Research & Papers

DCRC framework slashes numerical hallucinations in financial QA by 40%

Data-centric compilation stops LLMs from fumbling numbers in finance Q&A.

Deep Dive

Large Language Models (LLMs) powering financial question-answering (FinQA) systems still suffer from numerical reasoning hallucinations. A new paper by Hao Chen, Xing Tang, and colleagues introduces the Data-centric Reasoning Compiler (DCRC), a framework that shifts focus from model-centric optimization to data-centric compilation. DCRC operates in three phases: adversarial data construction creates training examples with controlled noise; multi-stage training cultivates a Data-centric Structuring Agent (DSA) that performs explicit evidence auditing and program synthesis; and a compile-and-execute inference process transforms user queries and retrieved documents into verifiable, executable reasoning programs. This ensures faithful numerical reasoning by design, addressing noise sensitivity, calculation fragility, and auditability crises in existing retrieval-augmented generation (RAG) pipelines.

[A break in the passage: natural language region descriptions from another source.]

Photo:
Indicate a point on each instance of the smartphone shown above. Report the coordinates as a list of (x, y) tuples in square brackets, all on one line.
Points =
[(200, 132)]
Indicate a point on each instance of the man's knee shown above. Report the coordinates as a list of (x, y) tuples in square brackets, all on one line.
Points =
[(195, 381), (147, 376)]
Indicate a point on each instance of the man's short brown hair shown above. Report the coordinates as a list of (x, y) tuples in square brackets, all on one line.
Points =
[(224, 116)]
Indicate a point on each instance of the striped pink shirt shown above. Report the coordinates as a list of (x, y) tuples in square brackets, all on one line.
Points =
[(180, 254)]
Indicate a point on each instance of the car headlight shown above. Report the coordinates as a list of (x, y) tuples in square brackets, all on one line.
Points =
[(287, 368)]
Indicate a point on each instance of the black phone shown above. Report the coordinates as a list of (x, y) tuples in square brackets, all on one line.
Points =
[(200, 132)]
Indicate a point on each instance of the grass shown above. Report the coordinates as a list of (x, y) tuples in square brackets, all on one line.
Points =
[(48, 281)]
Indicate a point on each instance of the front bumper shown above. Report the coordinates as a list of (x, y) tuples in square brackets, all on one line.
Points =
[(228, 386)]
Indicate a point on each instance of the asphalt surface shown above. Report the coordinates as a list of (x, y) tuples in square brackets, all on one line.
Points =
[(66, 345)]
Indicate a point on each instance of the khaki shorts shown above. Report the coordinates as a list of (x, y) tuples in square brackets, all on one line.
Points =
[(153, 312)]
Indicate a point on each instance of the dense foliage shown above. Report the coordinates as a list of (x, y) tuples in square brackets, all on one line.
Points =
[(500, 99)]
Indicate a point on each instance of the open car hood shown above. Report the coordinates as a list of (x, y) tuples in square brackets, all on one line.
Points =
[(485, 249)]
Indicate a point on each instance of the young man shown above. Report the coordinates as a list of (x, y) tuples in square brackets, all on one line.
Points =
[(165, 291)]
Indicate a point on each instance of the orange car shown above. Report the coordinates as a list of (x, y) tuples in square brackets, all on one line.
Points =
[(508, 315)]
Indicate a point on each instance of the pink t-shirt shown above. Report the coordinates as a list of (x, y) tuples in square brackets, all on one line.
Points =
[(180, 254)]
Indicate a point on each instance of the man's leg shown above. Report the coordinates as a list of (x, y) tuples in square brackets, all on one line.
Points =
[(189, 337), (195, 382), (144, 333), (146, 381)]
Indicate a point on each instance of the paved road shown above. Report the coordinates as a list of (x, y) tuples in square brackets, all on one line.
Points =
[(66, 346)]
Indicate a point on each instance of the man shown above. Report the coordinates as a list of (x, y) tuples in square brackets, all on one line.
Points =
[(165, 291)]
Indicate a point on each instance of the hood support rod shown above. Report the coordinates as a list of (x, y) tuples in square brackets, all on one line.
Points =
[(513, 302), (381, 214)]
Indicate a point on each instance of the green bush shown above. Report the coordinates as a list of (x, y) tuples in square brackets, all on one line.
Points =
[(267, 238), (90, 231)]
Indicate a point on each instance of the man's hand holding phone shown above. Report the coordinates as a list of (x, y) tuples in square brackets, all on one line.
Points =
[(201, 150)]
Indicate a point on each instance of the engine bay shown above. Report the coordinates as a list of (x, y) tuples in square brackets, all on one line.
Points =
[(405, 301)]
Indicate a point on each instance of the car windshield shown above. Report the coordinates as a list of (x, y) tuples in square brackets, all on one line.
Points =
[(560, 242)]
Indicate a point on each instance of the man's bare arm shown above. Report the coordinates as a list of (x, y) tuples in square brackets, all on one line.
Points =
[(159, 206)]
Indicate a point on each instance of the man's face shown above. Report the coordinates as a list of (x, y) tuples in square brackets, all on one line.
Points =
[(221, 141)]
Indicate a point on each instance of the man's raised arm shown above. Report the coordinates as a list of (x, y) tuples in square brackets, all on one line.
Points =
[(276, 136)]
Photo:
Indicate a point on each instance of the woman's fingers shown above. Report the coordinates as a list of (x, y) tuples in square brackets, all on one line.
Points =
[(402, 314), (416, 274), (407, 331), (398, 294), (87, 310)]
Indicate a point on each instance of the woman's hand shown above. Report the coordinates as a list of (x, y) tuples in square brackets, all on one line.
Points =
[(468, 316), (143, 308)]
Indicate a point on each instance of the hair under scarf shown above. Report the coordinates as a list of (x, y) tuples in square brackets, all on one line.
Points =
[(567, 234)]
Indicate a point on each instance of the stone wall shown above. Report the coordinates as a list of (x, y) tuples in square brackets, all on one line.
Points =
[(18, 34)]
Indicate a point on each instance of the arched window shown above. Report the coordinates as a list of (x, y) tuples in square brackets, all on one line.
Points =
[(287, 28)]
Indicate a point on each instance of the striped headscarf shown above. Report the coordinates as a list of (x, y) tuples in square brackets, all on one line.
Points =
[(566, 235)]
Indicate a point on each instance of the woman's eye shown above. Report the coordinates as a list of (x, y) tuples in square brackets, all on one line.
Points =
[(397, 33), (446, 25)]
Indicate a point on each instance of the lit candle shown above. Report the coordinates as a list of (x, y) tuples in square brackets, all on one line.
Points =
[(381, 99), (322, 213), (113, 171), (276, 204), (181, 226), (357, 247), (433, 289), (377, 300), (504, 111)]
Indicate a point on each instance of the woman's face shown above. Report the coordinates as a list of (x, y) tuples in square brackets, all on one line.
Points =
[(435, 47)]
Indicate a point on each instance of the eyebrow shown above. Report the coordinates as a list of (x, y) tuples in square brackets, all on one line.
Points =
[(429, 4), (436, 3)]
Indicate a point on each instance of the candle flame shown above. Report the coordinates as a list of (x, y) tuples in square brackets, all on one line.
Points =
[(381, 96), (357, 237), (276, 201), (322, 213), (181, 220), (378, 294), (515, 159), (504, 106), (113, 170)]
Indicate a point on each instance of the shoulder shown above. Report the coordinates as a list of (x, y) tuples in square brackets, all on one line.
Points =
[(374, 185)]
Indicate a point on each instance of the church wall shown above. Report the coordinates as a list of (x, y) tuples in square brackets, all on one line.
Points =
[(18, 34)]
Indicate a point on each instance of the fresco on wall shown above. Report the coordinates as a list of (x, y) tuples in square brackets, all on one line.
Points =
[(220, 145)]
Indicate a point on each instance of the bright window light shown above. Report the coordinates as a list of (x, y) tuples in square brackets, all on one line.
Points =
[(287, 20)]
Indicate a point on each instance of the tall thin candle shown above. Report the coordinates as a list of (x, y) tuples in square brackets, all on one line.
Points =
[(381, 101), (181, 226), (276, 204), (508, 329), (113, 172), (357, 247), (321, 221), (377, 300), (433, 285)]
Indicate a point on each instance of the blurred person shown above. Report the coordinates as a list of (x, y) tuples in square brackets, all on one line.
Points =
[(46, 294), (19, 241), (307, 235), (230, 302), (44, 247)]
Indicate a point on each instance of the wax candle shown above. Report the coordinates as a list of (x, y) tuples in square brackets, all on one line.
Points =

Extensive experiments on offline benchmarks and deployment in a real-world online FinQA system show DCRC significantly reduces numerical hallucination rates—by over 40% on complex multi-step calculations—while maintaining response latency under 200ms. The framework's explicit auditing step makes outputs fully traceable, a critical requirement for financial compliance. By treating reasoning as compilation rather than generation, DCRC offers a principled path to trustworthiness in high-stakes AI applications. The work was accepted at KDD 2026's Applied Data Science track.

Key Points
  • DCRC reduces numerical hallucinations by 40%+ on financial QA benchmarks compared to standard RAG.
  • Three-phase data-centric approach: adversarial noise training, multi-stage DSA agent, compile-and-execute inference.
  • Deployed in production with <200ms latency; explicit auditing ensures full traceability for compliance.

Why It Matters

Trustworthy AI for finance: DCRC makes LLM calculations auditable and accurate, enabling safer deployment in trading and compliance.